Recurrences and multiple primary neoplasms

Recurrences and multiple primary neoplasms pose a challenge to the head and neck oncologist. Most of these lesions occur in the previously irradiated or operated fields [36, 37]. The study by D’Cruz et al. focused on such patients who had refractory neoplasms of the head and neck area that were unsuccessfully treated or unsuitable for conventional treatments [30]. They report 38% OR and 16% CR. It should be noted that this study was a multicentre, multinational study with vague inclusion criteria, resulting in treatment of neoplasms that may not be suitable for surface PDT. When the lesions that were not fully illuminated and deeper than 10 mm were excluded they report an OR rate of 54% with 30% CR rate.

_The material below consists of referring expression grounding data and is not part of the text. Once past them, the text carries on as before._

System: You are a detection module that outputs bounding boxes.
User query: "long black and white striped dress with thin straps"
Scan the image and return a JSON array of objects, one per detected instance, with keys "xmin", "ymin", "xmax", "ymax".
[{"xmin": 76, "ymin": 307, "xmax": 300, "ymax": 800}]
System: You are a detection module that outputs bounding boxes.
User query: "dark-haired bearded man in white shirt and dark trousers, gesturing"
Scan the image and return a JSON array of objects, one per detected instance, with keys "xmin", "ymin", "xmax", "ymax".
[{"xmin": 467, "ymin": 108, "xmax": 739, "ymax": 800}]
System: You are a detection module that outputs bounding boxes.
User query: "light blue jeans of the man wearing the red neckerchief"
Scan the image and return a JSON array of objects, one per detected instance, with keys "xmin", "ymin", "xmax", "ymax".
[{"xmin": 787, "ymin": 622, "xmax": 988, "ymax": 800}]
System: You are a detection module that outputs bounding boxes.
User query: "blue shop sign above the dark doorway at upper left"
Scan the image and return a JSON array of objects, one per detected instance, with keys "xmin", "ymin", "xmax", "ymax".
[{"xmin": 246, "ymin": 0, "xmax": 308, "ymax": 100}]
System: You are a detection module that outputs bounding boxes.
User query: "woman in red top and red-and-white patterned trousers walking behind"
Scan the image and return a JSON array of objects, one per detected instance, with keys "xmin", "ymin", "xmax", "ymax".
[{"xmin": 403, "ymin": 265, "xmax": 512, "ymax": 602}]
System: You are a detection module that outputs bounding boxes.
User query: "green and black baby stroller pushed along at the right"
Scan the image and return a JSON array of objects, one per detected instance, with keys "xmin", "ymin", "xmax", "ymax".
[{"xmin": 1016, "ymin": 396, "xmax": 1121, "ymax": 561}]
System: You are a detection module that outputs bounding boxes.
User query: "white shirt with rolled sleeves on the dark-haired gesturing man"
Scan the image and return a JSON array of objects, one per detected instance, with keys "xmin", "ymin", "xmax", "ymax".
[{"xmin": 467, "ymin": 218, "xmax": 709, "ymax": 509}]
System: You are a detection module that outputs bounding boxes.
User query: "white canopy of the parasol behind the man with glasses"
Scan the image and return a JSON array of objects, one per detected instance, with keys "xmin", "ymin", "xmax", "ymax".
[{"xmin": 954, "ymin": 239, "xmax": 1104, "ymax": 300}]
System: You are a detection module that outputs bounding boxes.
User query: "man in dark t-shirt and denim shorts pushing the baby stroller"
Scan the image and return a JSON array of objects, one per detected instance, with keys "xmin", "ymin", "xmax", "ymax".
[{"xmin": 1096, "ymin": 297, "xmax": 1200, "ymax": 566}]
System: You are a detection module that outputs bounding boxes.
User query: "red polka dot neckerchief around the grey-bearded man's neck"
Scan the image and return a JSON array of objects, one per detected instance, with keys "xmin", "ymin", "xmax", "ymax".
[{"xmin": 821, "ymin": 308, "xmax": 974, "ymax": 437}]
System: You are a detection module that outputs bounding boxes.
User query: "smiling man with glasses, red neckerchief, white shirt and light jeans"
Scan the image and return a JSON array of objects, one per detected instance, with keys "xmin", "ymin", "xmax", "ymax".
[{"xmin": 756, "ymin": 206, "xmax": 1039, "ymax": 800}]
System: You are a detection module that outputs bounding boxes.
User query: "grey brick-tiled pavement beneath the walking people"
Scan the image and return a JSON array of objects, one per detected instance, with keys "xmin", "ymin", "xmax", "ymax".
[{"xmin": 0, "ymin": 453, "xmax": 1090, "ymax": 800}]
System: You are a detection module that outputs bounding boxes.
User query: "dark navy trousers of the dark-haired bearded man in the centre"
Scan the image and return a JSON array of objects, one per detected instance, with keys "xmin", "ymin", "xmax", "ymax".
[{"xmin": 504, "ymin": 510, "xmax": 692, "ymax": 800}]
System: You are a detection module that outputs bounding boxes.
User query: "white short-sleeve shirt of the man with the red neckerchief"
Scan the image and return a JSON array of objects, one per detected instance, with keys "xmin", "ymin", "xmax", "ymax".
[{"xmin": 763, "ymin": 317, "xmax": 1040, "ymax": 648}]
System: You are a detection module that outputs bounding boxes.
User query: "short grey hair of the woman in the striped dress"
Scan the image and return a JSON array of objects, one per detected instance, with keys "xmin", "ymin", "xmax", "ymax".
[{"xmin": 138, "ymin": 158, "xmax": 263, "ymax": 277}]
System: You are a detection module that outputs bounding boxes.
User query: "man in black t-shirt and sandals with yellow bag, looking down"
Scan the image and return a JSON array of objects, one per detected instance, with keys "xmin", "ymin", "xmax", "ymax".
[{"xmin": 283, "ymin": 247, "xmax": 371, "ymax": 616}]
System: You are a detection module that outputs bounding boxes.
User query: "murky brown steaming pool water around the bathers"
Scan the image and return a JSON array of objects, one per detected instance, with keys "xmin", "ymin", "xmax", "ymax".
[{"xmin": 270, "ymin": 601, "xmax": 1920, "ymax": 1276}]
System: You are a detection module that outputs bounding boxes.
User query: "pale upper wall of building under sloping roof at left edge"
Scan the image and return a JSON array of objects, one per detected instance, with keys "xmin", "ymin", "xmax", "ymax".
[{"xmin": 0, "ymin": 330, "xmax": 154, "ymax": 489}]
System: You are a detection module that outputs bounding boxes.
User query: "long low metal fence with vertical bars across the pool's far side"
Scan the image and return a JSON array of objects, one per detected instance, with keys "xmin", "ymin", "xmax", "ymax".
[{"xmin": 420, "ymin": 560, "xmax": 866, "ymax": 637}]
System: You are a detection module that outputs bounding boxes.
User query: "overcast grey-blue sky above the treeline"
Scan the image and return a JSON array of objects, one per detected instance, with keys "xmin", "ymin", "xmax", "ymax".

In our series, a total of 131 recurrent, second, or multiple primary neoplasms were treated with PDT. Even though non-primary neoplasms respond less favorably to PDT than primary neoplasms (65.9 vs. 77.9% CR, respectively, P < 0.05), 65.9% CR is a considerable success if we take into account that the treated area received radiation in 48.1%, chemoradiation in 22.7% and previous surgery in 75.6% of the patients. Furthermore, there is an 86.3% OR which means that an additional group of lesions decrease in size which makes subsequent surgical resection smaller. The difference with the study by D’Cruz et al. can be accounted to the more conservative selection criteria by our group.

Management of neck nodes

Elective treatment of N0 neck in case of early oral cavity cancers is a point of debate. Studies comparing elective neck dissection with wait and see policy show no difference in overall survival [38]. In experienced hands, US of the neck combined with FNA can reach a sensitivity of 73% and a specificity of 100% [39]. We adopted the wait and see policy for patients staged as N0 by US of the neck. Neck recurrences can be detected by regular US and FNA controls and the patients can receive subsequent neck dissections. This approach resulted in 24.7% patients receiving neck dissections. All of these patients had resectable neck nodes which were adequately removed after neck dissections. The number is quiet high if you take into consideration that the tumors in question are thinner than 5 mm. This phenomenon can be explained with the association of the neck recurrence with second primary or recurrent tumors in almost half of the cases. It can be speculated that only 13% of the patients had neck recurrences that are associated with the tumor treated by PDT. Depending on the preference and policies of the center, elective neck dissection can be combined with PDT. The neck dissection has to be done either before PDT or 2–3 weeks after PDT. There is no evidence to prefer one timing over the other.

Conclusion

Our institutional experience supports the value of temoporfin-PDT in carefully selected patients. The success rate of PDT is independent of T stage as long as the depth of invasion does not exceed 5 mm. Although tongue tumors respond best to PDT, areas that would have functional problems after resection such as palatum molle, alveolar process, retromolar trigon can be first treated with PDT to avoid morbidity and reserving surgery and/or radiation for failures/recurrences. Difficult to treat lesions such as recurrent neoplasms and multiple primary neoplasms located in previously irradiated or operated fields have a very acceptable CR rate with minimum morbidity, provided that they are carefully selected for eligibility.